The celebration began on December 17th and eventually was extended to incorporate days up to the 23rd. Beginning with a sacrifice to Saturn, everyone would partake in a public feast. Back at home, masters would serve their slaves food, and the guests would elect a “King of Saturnalia” to provide direction for the night. Groups would also exchange small and typically gag gifts, “White Elephant” style. As Catullus so accurately stated, it was “the best of days.”
I find this to be a great example of Roman merriment and general joy. My favorite part by far is that slaves would partake in these festivities and even switch roles with their masters. The usually strict dichotomy relaxed, and everyone had fun. And some of the traditions, like the White Elephant exchange, have held into modern times.

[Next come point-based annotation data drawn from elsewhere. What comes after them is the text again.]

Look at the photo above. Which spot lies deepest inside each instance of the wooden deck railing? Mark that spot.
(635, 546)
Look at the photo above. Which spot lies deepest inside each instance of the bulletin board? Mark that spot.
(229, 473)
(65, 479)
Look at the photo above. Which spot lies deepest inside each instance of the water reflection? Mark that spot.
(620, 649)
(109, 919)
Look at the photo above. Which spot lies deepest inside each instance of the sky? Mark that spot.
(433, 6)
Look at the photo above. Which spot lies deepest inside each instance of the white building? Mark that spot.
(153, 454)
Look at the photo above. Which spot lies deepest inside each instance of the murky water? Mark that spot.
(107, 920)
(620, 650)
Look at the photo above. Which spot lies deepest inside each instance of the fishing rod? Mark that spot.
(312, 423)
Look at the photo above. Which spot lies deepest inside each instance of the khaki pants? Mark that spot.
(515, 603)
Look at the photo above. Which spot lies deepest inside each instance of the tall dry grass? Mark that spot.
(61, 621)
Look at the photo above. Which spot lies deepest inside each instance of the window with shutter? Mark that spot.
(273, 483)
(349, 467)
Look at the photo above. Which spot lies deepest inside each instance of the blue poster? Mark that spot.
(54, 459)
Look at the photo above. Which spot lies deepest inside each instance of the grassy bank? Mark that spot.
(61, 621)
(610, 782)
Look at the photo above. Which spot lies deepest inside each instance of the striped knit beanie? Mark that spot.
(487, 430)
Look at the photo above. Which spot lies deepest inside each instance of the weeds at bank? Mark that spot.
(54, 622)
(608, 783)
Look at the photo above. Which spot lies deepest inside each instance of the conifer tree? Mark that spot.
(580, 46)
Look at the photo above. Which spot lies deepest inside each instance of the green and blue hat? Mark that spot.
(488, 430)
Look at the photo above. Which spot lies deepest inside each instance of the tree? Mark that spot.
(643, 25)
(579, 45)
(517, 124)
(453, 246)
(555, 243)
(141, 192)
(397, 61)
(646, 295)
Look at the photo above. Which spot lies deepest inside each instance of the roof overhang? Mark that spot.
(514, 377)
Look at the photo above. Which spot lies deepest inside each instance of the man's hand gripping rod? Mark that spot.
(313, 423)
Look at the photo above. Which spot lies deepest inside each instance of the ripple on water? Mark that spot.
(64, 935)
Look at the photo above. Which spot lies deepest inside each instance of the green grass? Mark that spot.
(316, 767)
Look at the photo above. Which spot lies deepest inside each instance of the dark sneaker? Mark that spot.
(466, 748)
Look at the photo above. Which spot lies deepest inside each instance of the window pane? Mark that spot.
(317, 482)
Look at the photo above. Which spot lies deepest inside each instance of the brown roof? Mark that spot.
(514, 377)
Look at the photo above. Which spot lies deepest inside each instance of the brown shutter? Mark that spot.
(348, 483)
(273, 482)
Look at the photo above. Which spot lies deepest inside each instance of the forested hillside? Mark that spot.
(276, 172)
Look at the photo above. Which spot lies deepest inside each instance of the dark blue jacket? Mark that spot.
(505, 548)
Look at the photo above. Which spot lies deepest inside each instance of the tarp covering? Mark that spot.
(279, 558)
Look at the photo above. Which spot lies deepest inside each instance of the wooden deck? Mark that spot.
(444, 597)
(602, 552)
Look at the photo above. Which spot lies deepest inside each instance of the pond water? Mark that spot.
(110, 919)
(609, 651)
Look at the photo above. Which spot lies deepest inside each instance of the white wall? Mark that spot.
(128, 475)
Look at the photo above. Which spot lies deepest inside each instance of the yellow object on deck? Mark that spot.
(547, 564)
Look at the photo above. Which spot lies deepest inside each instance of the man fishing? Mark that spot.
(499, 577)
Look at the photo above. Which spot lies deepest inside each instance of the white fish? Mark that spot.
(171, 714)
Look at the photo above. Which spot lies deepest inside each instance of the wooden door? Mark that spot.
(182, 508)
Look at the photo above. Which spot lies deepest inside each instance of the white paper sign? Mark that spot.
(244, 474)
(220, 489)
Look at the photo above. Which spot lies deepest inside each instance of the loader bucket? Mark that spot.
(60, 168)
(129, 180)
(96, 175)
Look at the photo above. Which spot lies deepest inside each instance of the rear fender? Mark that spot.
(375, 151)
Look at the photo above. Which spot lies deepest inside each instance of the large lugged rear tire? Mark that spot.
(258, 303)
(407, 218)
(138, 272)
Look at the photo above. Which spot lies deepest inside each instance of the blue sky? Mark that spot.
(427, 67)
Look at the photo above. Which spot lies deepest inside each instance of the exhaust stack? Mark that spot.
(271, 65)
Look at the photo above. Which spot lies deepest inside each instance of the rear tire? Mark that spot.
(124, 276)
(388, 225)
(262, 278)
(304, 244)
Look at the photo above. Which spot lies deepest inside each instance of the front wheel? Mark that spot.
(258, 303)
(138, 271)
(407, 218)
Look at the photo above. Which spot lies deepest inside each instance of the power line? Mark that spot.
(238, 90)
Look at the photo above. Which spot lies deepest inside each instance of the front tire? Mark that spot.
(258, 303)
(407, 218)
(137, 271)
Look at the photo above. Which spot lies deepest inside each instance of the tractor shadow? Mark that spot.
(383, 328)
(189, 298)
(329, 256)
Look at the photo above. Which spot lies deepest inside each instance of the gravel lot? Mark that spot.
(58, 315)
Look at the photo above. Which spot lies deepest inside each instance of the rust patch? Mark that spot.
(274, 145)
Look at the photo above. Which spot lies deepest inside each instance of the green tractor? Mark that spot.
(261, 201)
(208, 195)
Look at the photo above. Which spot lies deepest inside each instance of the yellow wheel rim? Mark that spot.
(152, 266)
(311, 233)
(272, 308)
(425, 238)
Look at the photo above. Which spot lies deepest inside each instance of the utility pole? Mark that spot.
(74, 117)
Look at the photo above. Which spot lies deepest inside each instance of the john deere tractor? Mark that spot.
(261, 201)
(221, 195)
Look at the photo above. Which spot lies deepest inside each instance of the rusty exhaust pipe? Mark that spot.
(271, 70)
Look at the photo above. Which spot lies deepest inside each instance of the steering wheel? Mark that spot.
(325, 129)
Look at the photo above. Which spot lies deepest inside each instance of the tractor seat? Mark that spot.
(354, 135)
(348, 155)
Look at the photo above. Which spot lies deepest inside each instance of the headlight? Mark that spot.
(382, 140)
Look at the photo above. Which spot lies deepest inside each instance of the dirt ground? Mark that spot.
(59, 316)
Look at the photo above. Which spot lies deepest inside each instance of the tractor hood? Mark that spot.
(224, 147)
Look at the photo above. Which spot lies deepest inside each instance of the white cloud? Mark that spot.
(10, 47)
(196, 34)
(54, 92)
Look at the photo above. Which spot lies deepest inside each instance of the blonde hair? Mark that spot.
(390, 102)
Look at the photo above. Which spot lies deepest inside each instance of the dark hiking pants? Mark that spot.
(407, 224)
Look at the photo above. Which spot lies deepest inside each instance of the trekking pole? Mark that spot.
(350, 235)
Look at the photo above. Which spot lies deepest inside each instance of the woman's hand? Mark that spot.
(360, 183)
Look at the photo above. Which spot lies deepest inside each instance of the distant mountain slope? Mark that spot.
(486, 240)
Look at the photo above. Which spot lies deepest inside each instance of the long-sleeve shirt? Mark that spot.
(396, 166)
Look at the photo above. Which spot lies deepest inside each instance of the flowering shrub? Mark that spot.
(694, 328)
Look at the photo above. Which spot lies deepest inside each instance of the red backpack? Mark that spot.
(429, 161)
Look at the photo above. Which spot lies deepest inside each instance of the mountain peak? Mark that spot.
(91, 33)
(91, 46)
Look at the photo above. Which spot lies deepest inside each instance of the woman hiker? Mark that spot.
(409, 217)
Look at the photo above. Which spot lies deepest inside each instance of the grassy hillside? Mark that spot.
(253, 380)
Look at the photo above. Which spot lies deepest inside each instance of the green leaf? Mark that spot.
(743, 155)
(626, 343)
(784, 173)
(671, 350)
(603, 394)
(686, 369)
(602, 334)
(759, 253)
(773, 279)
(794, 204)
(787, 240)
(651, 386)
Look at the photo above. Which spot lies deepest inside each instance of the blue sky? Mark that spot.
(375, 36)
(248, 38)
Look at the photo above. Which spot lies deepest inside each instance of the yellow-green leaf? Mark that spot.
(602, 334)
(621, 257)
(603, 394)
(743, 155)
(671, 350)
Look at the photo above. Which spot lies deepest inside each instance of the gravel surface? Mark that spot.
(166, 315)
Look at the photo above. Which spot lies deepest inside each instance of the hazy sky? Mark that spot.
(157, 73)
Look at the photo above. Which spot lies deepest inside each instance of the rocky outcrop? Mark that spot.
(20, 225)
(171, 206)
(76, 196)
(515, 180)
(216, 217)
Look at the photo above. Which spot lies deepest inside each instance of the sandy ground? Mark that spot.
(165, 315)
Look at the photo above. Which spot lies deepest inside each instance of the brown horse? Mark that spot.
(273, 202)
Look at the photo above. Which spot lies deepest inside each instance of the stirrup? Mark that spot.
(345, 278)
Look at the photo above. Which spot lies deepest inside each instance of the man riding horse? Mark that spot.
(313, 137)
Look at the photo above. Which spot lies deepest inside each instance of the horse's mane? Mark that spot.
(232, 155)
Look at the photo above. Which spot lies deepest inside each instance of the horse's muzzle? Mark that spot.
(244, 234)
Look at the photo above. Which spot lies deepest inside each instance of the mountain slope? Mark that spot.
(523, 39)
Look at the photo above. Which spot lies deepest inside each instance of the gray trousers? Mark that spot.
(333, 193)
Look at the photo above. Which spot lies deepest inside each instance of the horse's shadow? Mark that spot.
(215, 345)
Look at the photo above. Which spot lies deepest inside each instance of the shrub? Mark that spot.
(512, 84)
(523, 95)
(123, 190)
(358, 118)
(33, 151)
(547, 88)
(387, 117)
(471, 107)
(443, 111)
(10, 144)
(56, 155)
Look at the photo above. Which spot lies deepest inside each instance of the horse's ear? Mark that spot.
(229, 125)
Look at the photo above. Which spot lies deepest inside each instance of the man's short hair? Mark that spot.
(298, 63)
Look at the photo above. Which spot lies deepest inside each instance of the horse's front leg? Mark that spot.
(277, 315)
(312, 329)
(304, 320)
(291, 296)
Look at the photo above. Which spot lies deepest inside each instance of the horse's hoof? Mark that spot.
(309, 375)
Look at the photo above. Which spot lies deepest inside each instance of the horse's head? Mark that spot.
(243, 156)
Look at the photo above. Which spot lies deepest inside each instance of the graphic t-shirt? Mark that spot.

I can remember my time as a student of Latin in high school. We commandeered the school learning kitchens and cooked up a meal to honor Saturnalia. I have fond memories of cooking with my classmates. However, the meal was less than stellar. The food was good, but, as the school newspaper stated to our chagrin, “my chicken is bleeding…”. If you would like to host a Saturnalia feast (or any other festival feast) try asking your local learning kitchen teachers, and offer to hear about their cleaning procedures just to be safe and courteous. One more suggestion: make sure your chicken is fully cooked!
This year, I decided to have my students cook a food or meal inspired by the Romans and set in Saturnalia. Dormice, peacock tongue, and garum were a few delicacies in that time, though my students were not able to buy peacock tongue or dormice! I encouraged them to make their recipe(s) with family members, to have some fun and foster wholesome relationships. I asked that they perhaps make a cooking show or at least take a few photos to document the experience.
Afterwards, I took it a step further and made a video compilation of the faces that siblings, moms, and dads make while tasting the peculiar foods of the Ancient Romans. It was a video I could show my students asynchronously, allowing them to appreciate and laugh about the different palette Romans possessed.
One such food beloved by Romans was garum, a fish sauce they could not get enough of. It consisted of fish viscera fermenting in the hot Mediterranean sun for days, after which the juices would be extracted and mixed with wine. Yum! Modern derivatives include Worcestershire sauce and some fish sauces from Vietnam, namely nuoc mam. Here is my 21st century take on this Roman classic.
1 can of frozen grape juice concentrate
1 tube of anchovy paste
This recipe can be used by teachers to share with the class (maybe not during a pandemic), or can be made at home as a cooking show or with photo documentation.
If garum does not sound too tantalizing, let’s try stuffed dates. The Romans knew very little about sugar and therefore were accustomed to eating fruits to satiate their sweet tooth (cane sugar was known by a few and used for medicinal purposes). Dates from northern Africa were sweet but also easily complemented by savory additions (i.e. garum). Here is a recipe for almond stuffed dates with a honey and cinnamon drizzle.
Enough dates to feed your guests
Enough almonds to fill your dates
Enough honey to drizzle over your dates (¼ cup)
Enough cinnamon to taste (Tbsp)
If you have your students try one of these recipes or any other ancient Roman specialties, get them to capture their experience in video or photo.